Anyway, an odd question... has anyone ever applied for a government advisory panel position? I'm not sure what to do to my resume for that type of post, I'm trying to resist the urge to turn it into a high school graduate resume 'honor society and chess club and ranked number 3!!!' type BS I would never put down for just a job. It's like few meetings a year on regulatory changes, nothing big but I figure I might as try as I got permission to apply. Also, any best ideas for a letter of reference categorically? I'm thinking big names over heartfelt content or writing quality.
 

chaos

Buzzfeed Editor
17,324
4,839
I was just at Shmoocon last weekend and Jeff Moss was there talking about his position on the DHS advisory panel. They didn't get into resumes or how to get on them, but he did stress honesty in the advising process. Pros and cons, not just trying to pt a shine on everything. And also everyone on the panel said don't try and get everything done, pick 1-2 important things to represent.

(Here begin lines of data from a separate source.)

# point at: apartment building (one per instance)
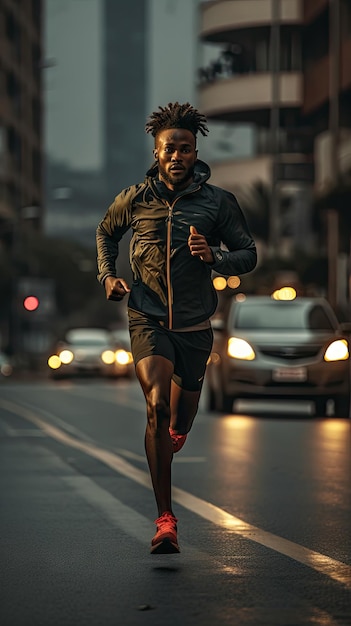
(21, 185)
(284, 66)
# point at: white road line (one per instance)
(336, 570)
(142, 459)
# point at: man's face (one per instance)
(176, 154)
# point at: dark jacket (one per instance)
(169, 283)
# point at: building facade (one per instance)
(21, 104)
(284, 67)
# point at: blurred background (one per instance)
(78, 80)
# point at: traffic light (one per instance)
(31, 303)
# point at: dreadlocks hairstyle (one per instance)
(177, 115)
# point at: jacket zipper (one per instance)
(168, 258)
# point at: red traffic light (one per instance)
(31, 303)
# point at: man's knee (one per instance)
(158, 410)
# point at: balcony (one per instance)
(249, 97)
(230, 174)
(225, 16)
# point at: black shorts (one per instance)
(188, 351)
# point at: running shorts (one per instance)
(188, 351)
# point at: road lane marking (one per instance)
(142, 459)
(336, 570)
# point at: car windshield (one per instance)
(89, 342)
(281, 316)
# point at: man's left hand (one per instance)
(199, 247)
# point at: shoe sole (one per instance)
(165, 547)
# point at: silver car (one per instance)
(270, 348)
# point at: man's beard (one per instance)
(179, 182)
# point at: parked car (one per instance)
(87, 351)
(269, 348)
(6, 367)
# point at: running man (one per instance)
(182, 229)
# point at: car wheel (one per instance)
(342, 405)
(320, 407)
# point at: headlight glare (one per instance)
(108, 357)
(240, 349)
(337, 351)
(123, 357)
(66, 357)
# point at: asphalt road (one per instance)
(263, 503)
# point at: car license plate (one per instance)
(290, 374)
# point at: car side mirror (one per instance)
(217, 324)
(345, 328)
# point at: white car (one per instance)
(270, 348)
(88, 351)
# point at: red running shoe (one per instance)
(165, 540)
(177, 440)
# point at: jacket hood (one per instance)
(202, 171)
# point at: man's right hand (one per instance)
(115, 288)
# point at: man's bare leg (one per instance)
(184, 406)
(155, 374)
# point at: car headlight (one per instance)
(123, 357)
(66, 357)
(108, 357)
(337, 351)
(54, 362)
(240, 349)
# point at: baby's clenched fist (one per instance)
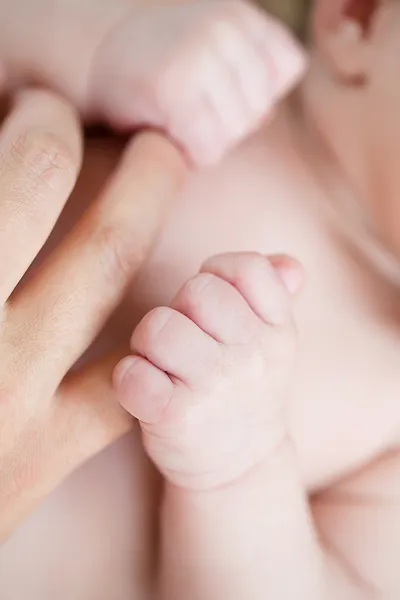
(207, 377)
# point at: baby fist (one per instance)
(207, 377)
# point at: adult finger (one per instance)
(40, 157)
(66, 304)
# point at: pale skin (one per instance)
(292, 188)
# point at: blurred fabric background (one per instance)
(292, 12)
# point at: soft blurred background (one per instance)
(292, 12)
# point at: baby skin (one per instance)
(280, 468)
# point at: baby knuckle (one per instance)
(251, 265)
(152, 329)
(198, 290)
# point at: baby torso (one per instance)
(94, 537)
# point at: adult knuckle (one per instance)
(117, 254)
(43, 157)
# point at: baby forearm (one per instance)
(251, 540)
(52, 42)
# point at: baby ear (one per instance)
(342, 30)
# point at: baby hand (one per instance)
(206, 72)
(208, 376)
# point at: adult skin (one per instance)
(50, 423)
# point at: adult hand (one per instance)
(50, 423)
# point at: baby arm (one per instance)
(208, 380)
(205, 72)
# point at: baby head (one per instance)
(351, 98)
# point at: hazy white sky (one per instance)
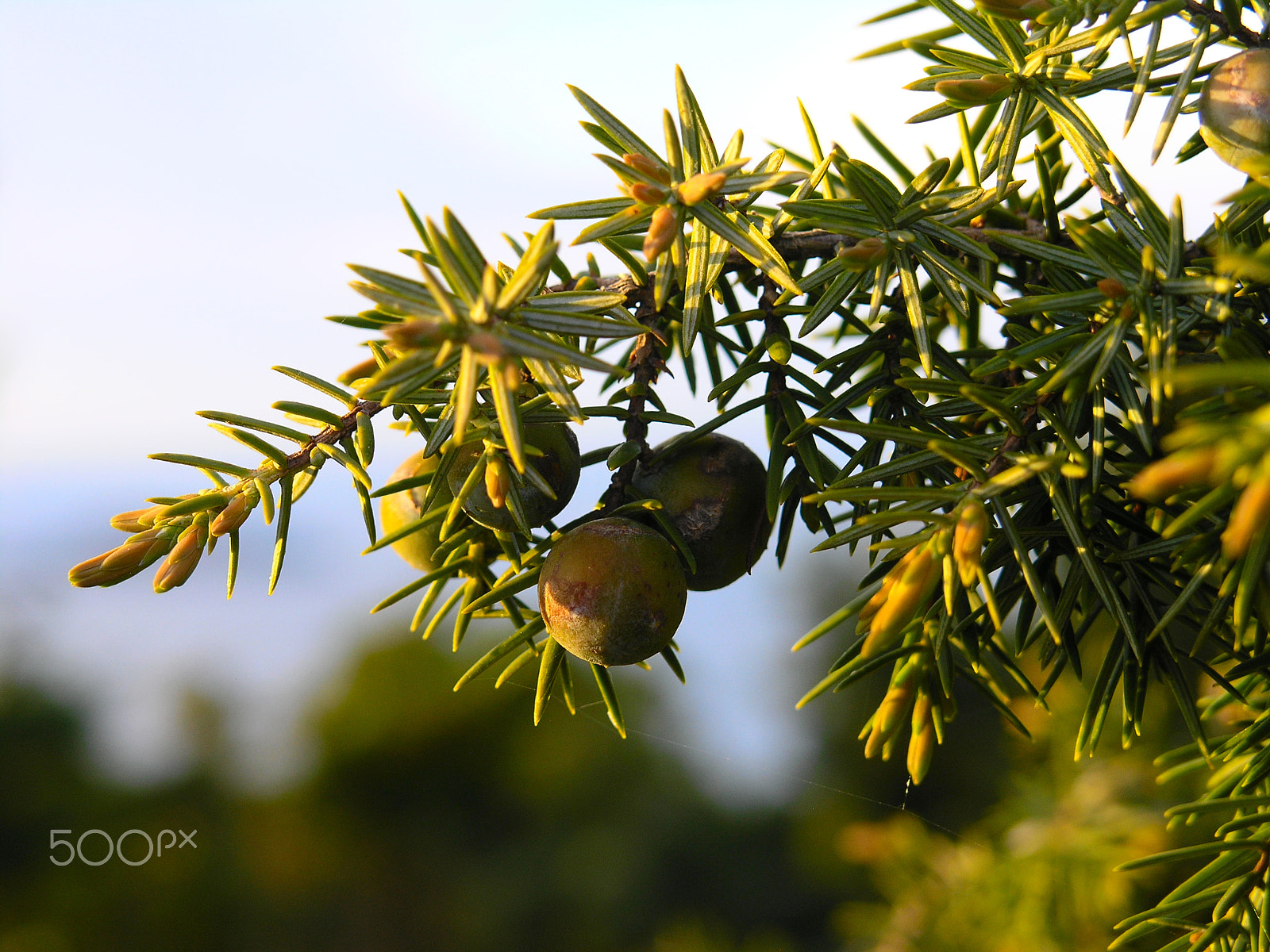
(181, 183)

I would think, personally, big names and stick with actual industry accomplishments rather than bs. They're managers like the rest, I assume they're looking for he same thing.
 

Palum

what Suineg set it to
27,468
43,682
Yea, I think I'll just have to tailor the resume slightly to also highlight specific things within the scope of the agency/board even though I probably wouldn't choose to add that stuff for a normal job.

Unfortunately my resume seems 'boring' for this because I haven't been moving between companies a lot in the past decade and I get the feeling that while that helps job prospects it hurts 'broad experience' or whatever they claim to want. We'll see. I fully expect to get turned down automatically, since this is for regulatory advisement I presume most of the regulators want to put puppet yes-men into those spots not people with actual insight or experience and to be honest it appears that's what they've mostly done for the past few cycles at least. I'm sure it would be different in a highly technical area like standards or security where they need outside industry, but where they're just figuring out how best to destroy businesses with regulation I'm not so sure.
 

Borzak

Bronze Baron of the Realm
25,972
34,032
My biggest complaint was they literally thought people wouldn't drive 30-45 minutes to get 3x or more pay. Plants in a very rural area and they thought they could literally pay $10/hour. Well 2 minutes in town at the town cafe you would find out those with "real" jobs in the area drive into town and like the rural setting. The only jobs in town are a few retail jobs and they thought they could hire plant operators and pay them the same wages as the stop and rob.
 

Borzak

Bronze Baron of the Realm
25,972
34,032
Yea, I think I'll just have to tailor the resume slightly to also highlight specific things within the scope of the agency/board even though I probably wouldn't choose to add that stuff for a normal job.

Unfortunately my resume seems 'boring' for this because I haven't been moving between companies a lot in the past decade and I get the feeling that while that helps job prospects it hurts 'broad experience' or whatever they claim to want. We'll see. I fully expect to get turned down automatically, since this is for regulatory advisement I presume most of the regulators want to put puppet yes-men into those spots not people with actual insight or experience and to be honest it appears that's what they've mostly done for the past few cycles at least. I'm sure it would be different in a highly technical area like standards or security where they need outside industry, but where they're just figuring out how best to destroy businesses with regulation I'm not so sure.
Just make shit up. I'm going to guess unless they know someoe that is your current reference or such they don't check anyway. It's like a contest to see who can write the best sounding resume instead of who actually can back it up. At least that's what I garnered out of my last stint of trying to hire people.